Если на это возразят, что поведение клубня есть совокупность сугубо химических и механических процессов и что причина этого поведения в химическом и механическом воздействии света и тепла, следует задать вопрос: разве не всякое чувство проявляется в химических реакциях и механических действиях? И не является ли всё, что мы относим к сфере духовности, не чем иным, как совокупностью нарушений равновесия у бесконечного ряда рычагов, начиная с настолько малых, что их не разглядишь и в микроскоп, и вплоть до человеческой руки и приспособлений, коими рука пользуется? Не работает ли мысль на молекулярном уровне, а если так, не должна ли на этой основе быть создана динамическая теория страстей? Мы спрашиваем, какой у человека темперамент, но не следует ли вместо этого спрашивать, работа какого рода рычагов человека создала и им управляет? Как они уравновешены? Сколько чего нужно взять, чтобы создать на том или ином рычаге нагрузку, благодаря которой человеку придется делать то-то и то-то?»

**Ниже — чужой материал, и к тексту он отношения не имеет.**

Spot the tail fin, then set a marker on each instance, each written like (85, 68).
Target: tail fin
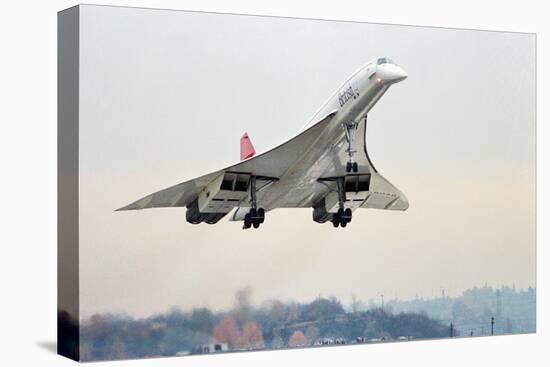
(247, 149)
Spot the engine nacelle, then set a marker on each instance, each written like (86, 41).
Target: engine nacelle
(194, 216)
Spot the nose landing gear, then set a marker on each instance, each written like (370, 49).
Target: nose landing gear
(343, 216)
(254, 218)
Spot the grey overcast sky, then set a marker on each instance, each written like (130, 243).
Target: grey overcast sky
(166, 95)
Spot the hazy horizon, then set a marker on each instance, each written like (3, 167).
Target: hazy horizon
(166, 95)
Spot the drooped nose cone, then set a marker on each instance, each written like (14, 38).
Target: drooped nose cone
(391, 73)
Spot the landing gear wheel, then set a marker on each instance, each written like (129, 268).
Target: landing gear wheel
(347, 214)
(247, 221)
(349, 166)
(261, 215)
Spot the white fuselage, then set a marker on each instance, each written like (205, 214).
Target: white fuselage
(352, 101)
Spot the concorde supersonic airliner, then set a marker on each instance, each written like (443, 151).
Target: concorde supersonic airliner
(325, 167)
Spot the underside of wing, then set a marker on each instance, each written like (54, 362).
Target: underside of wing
(220, 191)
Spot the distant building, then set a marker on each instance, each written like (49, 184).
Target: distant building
(214, 347)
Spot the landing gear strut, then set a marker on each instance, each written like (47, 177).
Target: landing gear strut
(350, 129)
(255, 216)
(343, 216)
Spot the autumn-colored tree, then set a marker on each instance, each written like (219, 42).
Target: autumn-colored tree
(252, 337)
(312, 334)
(227, 331)
(298, 339)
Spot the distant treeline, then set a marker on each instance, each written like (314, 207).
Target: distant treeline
(274, 324)
(513, 311)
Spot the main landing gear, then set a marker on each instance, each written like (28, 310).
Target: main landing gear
(350, 128)
(343, 216)
(255, 216)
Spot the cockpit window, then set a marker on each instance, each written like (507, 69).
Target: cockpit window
(384, 60)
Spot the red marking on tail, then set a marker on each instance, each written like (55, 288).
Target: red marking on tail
(247, 149)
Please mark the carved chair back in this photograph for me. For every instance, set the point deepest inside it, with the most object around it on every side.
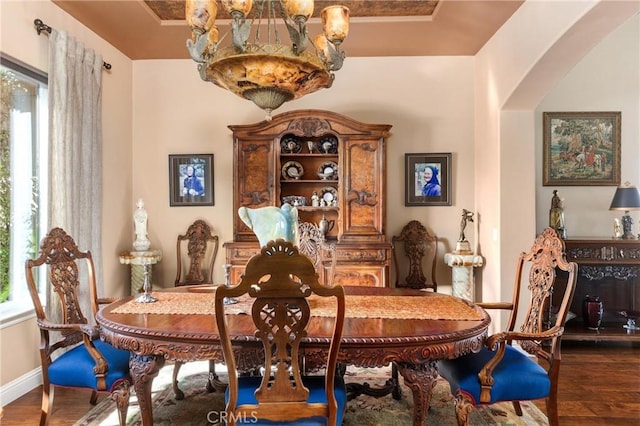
(418, 249)
(312, 244)
(195, 265)
(279, 281)
(74, 339)
(499, 371)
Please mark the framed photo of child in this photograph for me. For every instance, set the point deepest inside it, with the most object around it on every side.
(191, 180)
(427, 179)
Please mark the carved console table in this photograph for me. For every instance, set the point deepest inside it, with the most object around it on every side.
(610, 269)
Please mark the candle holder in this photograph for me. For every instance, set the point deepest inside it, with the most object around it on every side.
(227, 283)
(146, 297)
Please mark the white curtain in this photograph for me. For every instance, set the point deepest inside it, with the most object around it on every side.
(75, 149)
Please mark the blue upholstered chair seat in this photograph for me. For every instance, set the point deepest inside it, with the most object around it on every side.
(517, 377)
(248, 385)
(75, 367)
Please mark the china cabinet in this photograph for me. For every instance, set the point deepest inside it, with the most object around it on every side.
(332, 168)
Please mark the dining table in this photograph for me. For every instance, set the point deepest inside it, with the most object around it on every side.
(412, 329)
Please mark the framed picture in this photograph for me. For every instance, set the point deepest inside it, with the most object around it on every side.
(427, 179)
(581, 149)
(191, 180)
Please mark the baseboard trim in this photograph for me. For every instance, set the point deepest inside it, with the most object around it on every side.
(20, 386)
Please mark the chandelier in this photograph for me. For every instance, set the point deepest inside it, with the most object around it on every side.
(268, 73)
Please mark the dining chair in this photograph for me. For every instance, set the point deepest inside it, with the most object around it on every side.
(501, 371)
(71, 352)
(281, 291)
(196, 252)
(419, 249)
(313, 244)
(414, 253)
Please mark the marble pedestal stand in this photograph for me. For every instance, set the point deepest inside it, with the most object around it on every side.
(141, 263)
(462, 261)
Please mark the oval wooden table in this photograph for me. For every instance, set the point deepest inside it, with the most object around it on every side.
(446, 327)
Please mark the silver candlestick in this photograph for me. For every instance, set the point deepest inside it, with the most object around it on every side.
(146, 297)
(227, 283)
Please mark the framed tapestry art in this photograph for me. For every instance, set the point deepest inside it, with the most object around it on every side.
(581, 148)
(427, 179)
(191, 180)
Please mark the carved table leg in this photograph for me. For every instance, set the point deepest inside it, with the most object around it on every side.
(420, 379)
(145, 368)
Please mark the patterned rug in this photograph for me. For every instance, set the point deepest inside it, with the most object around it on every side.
(200, 407)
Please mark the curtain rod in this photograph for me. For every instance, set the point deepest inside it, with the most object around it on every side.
(41, 26)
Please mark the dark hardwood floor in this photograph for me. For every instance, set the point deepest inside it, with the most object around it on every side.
(599, 385)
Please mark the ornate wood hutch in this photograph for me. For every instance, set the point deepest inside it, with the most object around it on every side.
(342, 160)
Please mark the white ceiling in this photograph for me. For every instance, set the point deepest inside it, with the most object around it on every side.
(452, 27)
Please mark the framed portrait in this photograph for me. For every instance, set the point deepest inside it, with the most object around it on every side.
(191, 180)
(581, 148)
(427, 179)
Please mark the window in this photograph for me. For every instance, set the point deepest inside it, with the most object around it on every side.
(23, 178)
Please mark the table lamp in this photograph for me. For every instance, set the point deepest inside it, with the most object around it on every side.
(627, 197)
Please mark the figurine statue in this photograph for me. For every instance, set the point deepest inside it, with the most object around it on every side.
(556, 215)
(140, 216)
(467, 216)
(617, 228)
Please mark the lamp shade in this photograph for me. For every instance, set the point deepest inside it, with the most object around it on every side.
(627, 197)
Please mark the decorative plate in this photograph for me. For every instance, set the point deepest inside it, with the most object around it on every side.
(328, 170)
(327, 145)
(292, 170)
(329, 195)
(290, 145)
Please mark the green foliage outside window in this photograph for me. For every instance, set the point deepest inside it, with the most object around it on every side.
(8, 84)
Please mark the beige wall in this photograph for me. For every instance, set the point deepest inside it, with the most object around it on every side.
(523, 62)
(429, 102)
(435, 104)
(615, 88)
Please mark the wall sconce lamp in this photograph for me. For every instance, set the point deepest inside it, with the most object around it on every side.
(627, 197)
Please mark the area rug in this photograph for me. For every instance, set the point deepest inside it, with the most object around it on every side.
(200, 407)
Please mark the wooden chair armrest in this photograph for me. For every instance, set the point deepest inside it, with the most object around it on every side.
(498, 343)
(495, 305)
(506, 336)
(90, 331)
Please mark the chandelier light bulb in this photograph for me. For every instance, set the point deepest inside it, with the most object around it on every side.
(335, 22)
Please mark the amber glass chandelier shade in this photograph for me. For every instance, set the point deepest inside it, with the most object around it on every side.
(201, 14)
(242, 6)
(267, 73)
(335, 23)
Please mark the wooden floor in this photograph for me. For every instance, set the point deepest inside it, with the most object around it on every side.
(599, 385)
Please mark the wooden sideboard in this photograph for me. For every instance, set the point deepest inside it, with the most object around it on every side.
(609, 269)
(288, 157)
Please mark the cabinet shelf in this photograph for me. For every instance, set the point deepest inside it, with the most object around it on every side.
(317, 209)
(335, 181)
(289, 155)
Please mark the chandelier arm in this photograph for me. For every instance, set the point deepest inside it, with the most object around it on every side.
(336, 57)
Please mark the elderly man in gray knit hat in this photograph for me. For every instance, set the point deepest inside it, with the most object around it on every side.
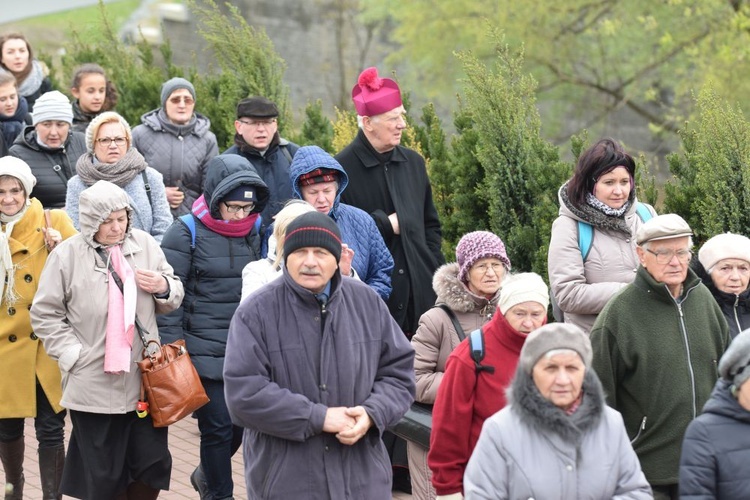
(716, 450)
(316, 367)
(178, 142)
(656, 346)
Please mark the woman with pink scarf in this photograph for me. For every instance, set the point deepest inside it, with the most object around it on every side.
(87, 324)
(209, 260)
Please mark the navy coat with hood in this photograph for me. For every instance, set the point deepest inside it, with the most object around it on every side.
(212, 271)
(372, 259)
(716, 450)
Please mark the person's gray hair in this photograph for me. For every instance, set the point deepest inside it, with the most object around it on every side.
(555, 352)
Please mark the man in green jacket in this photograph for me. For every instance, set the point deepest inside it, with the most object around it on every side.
(656, 347)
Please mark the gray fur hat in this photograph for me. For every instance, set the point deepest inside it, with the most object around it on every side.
(734, 364)
(551, 337)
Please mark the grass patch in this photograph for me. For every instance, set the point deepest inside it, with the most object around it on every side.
(48, 33)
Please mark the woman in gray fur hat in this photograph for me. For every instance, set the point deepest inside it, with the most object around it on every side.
(557, 438)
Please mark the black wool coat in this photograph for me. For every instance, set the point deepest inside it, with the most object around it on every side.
(399, 185)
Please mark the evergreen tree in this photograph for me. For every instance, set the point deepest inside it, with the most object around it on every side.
(522, 171)
(711, 185)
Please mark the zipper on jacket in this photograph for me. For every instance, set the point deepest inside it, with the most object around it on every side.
(736, 318)
(641, 428)
(687, 352)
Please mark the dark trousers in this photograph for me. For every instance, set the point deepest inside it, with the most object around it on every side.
(220, 439)
(49, 425)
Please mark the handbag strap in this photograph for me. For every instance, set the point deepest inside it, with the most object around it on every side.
(138, 326)
(454, 320)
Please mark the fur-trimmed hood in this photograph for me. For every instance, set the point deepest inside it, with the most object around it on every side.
(453, 293)
(539, 413)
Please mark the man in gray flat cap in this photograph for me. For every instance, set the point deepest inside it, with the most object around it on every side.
(656, 348)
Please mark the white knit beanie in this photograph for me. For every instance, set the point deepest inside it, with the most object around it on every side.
(724, 246)
(523, 287)
(52, 106)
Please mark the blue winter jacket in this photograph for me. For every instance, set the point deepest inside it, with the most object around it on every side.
(212, 271)
(372, 259)
(288, 360)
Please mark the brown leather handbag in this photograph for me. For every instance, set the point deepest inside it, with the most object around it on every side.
(170, 382)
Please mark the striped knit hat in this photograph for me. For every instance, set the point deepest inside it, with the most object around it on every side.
(313, 229)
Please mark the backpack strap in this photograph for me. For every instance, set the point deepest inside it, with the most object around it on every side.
(643, 212)
(148, 187)
(189, 221)
(585, 238)
(454, 320)
(476, 349)
(586, 230)
(285, 150)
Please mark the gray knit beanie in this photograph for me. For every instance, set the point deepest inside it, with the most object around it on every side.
(733, 366)
(52, 105)
(175, 83)
(552, 337)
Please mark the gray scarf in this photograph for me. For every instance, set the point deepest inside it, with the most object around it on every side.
(121, 172)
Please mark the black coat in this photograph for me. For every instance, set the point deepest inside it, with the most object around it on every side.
(51, 167)
(399, 185)
(273, 168)
(212, 271)
(716, 450)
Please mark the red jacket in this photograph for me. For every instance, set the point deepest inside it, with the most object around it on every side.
(465, 400)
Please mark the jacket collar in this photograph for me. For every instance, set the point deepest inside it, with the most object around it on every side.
(369, 157)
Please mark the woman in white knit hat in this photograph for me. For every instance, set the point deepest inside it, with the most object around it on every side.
(724, 265)
(471, 391)
(556, 438)
(112, 157)
(29, 379)
(50, 148)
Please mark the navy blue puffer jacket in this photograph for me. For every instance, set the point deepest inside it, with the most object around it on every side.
(372, 259)
(212, 271)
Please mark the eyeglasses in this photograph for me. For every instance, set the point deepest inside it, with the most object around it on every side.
(106, 141)
(258, 123)
(728, 269)
(233, 209)
(666, 257)
(497, 268)
(182, 98)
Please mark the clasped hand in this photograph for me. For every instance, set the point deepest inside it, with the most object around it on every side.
(349, 424)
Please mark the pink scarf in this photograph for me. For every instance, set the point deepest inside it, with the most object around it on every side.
(230, 228)
(120, 315)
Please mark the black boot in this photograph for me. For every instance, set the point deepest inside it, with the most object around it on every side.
(11, 455)
(198, 480)
(51, 462)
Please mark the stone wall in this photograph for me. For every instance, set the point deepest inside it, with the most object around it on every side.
(324, 49)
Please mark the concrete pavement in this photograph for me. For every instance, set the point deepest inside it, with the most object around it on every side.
(183, 444)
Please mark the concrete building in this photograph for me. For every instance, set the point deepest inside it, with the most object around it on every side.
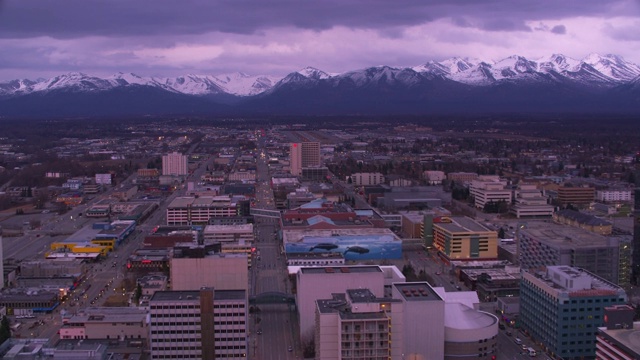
(414, 198)
(315, 259)
(204, 324)
(530, 202)
(462, 238)
(314, 283)
(122, 323)
(2, 284)
(229, 233)
(174, 164)
(104, 179)
(489, 189)
(618, 339)
(576, 195)
(434, 177)
(367, 179)
(221, 271)
(543, 244)
(614, 195)
(415, 321)
(462, 177)
(198, 211)
(583, 221)
(562, 308)
(302, 155)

Автор продолжал в том духе, что он предвидит: настанет время, когда, изучив с помощью мощного микроскопа чей-то волос, исследователь поймет, можно ли, скажем, безнаказанно обидеть его обладателя. Далее слог его начал становиться всё туманней, так что пришлось отказаться от всяких попыток перевода — я попросту оказался не способен следовать за ходом его аргументации. Дойдя до следующей части сочинения, где вновь можно было свести концы с концами, я обнаружил, что рассуждения его построены теперь на других основаниях.

вернуться

32

Корнеплод, о котором здесь идет речь, — не тот картофель, что растет в наших огородах, но растение, столь к нему близкое, что я решился перевести его название таким образом. Что касается его разумности, то если бы сей писатель был знаком с Батлером*, он, вероятно, процитировал бы:

Мог, метафизик вдохновенный, Он что есть что сказать мгновенно.

* Имеется в виду полный тезка автора «Едгина» поэт Сэмюэл Батлер (1612–1680); приведена цитата из его знаменитой ирои-комической поэмы «Гудибрас» (1663–1678) (часть 1, песнь 1, пер. О. Румера).